Эрик ответил тем, что воздал те же почести и другой груди. Розалинда металась, пытаясь освободить руки, но он выпустил их только тогда, когда слезы хлынули у нее из глаз. Тогда он подвинулся вдоль ее тела, от головы к ногам, запечатлевая горячие поцелуи у нее под грудью, вокруг пупка, на мягкой плоти живота.

Руки Розалинды метнулись к его волосам; они обежали его щеки и плечи — и в это время он раздвинул ее ноги. Его губы нашли пульсирующий источник ее эротических желаний — и она снова изогнулась в сладчайшей муке. Восхитительно-дерзкому вторжению языка вторил ритм тайной ласки пальцев. Его губы, язык, руки лишали ее воли, требовали повиновения и обретали в ответ радостную покорность. Потом его большой палец отыскал влажный вход — и у нее вырвался ликующий крик. Он подводил ее к обрыву, куда они неминуемо должны были сорваться, и она уцепилась за его волосы, словно пытаясь удержаться на краю этой бездны. Опаляющие волны страсти накатывали на нее одна за другой. Все ее существо — сердце, тело, душа — открывалось в безудержной жажде соединения с этим одним, единственным для нее человеком. И прежде чем Розалинда шагнула через край в темную пучину неизъяснимого наслаждения, он поднялся над ней и ринулся вниз, заполнив ее собою целиком.

Его горячий нажим внутри нее отзывался в каждой частичке ее тела ответным восторгом. Он вновь возвращался в глубину и вновь почти покидал ее; и каждый такой натиск дарил ей упоение и ввергал в муку, вовлекая в завораживающий ритм. Влажные и разгоряченные, они устремлялись навстречу друг другу, и оба взлетали на высоты, каких им не дано было узнать раньше. Прижав лицо к могучей мускулистой шее Эрика, она обвила его руками, а его движения становились все быстрее и быстрее. Он вторгался в нее безжалостно, и при каждом безумном толчке она вскрикивала от наслаждения; наконец их движения приобрели такую слитность, словно то были не два тела, а одно.

— Я люблю тебя, — услышала она его хриплый голос. — Бог свидетель, я люблю тебя.

Если бы возможно было на земле совершенство — Розалинда знала бы, что в этот момент оно выпало на ее долю.

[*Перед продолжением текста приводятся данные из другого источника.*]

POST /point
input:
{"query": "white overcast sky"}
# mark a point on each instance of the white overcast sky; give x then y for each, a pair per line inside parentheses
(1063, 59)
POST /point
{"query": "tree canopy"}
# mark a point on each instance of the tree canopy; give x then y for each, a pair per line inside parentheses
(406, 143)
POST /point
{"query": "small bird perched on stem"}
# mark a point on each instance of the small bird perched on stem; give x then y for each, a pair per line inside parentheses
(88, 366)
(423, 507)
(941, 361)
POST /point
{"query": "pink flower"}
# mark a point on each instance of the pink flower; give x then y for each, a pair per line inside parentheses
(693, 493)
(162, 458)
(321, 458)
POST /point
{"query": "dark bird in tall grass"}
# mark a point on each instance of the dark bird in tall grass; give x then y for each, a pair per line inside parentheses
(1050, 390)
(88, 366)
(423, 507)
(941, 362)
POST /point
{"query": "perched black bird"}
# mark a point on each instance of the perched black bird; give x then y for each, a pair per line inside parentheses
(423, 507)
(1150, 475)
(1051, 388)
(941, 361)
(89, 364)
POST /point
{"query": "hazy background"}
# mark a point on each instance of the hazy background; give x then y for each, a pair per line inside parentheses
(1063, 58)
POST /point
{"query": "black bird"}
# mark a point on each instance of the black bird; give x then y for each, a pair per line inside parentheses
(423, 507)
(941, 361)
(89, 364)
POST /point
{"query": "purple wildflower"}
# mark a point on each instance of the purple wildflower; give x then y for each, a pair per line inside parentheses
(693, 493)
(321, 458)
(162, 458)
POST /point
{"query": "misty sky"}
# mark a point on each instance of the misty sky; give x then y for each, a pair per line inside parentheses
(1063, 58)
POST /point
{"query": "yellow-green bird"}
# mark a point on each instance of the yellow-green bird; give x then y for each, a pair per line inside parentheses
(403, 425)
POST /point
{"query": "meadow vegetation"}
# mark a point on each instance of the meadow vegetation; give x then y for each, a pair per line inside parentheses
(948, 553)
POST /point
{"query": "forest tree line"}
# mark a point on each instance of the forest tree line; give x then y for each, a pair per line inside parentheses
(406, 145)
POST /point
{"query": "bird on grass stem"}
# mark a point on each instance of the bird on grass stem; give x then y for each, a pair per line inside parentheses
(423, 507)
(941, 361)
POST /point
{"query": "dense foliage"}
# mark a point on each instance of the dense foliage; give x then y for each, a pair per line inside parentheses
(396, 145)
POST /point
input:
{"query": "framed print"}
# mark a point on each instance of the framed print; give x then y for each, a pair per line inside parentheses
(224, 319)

В сердце уже не было места ни для чего, кроме любви, а все тело наливалось чувством благодатной наполненности. То была полнейшая гармония души и тела. Новый порыв страсти заставил Розалинду содрогнуться, и, словно в ответ, Эрик напрягся, на мгновение замер — и, приглушенно застонав, отдал ей всю силу своей страсти.

Он с усилием ловил ртом воздух — но даже и это казалось знамением близости, которая возникла между ними. Оба дышали с трудом, но не размыкали объятий.

— Я люблю тебя, — только и могла выговорить Розалинда, словно в одурманивающем тумане. — Люблю…

Эти слова заставили Эрика поднять голову и всмотреться ей в лицо. Рассвет еще только набирал силу, но теперь Розалинда могла разглядеть каждую черточку его лица. Темно-золотистые пряди волос спадали на лоб и щеки; потемневшие глаза смотрели серьезно и испытующе, но она понимала, что он ею доволен — и более чем доволен.

— То, что ты чувствуешь, — это действительно любовь?

Розалинда кивнула, не отводя глаз от его лица.

— Я люблю тебя, — повторила она без колебаний.

— Почему?

Маленькая морщинка прорезала ее лоб, когда она обдумывала прозвучавший вопрос. Неужели он сомневается в глубине ее чувств? Она протянула руку и накрыла ладонью его колючую щеку.

— Я люблю тебя, потому что должна. Чтобы жить, я должна дышать. И есть. И должна любить тебя.

Она ощутила, как расслабились его стиснутые челюсти, а потом ее глаза закрылись и дремотная улыбка осветила лицо.

— Я люблю тебя, — снова повторила она… и сладко зевнула. Когда он уложил Розалинду поудобнее, пристроив ее голову у себя на плече, она погрузилась в глубокий сон, убаюканная собственным изнеможением и благословенным звуком его шепота: «Я люблю тебя».

28

В ожидании момента, когда сэр Гилберт уберется из залы, Клив притаился в закутке за большим камином.

— Будь я проклят, если не поймаю его! — громогласно возвестил Гилберт, сверля взглядом лорда Эдварда, словно именно хозяин Стенвуда подстроил все случившееся. В свою очередь сэр Эдвард выглядел на удивление спокойным, если принять во внимание вопиющее нарушение правил в конце рукопашной схватки и долгие часы, проведенные им и его людьми в безуспешной погоне за Эриком.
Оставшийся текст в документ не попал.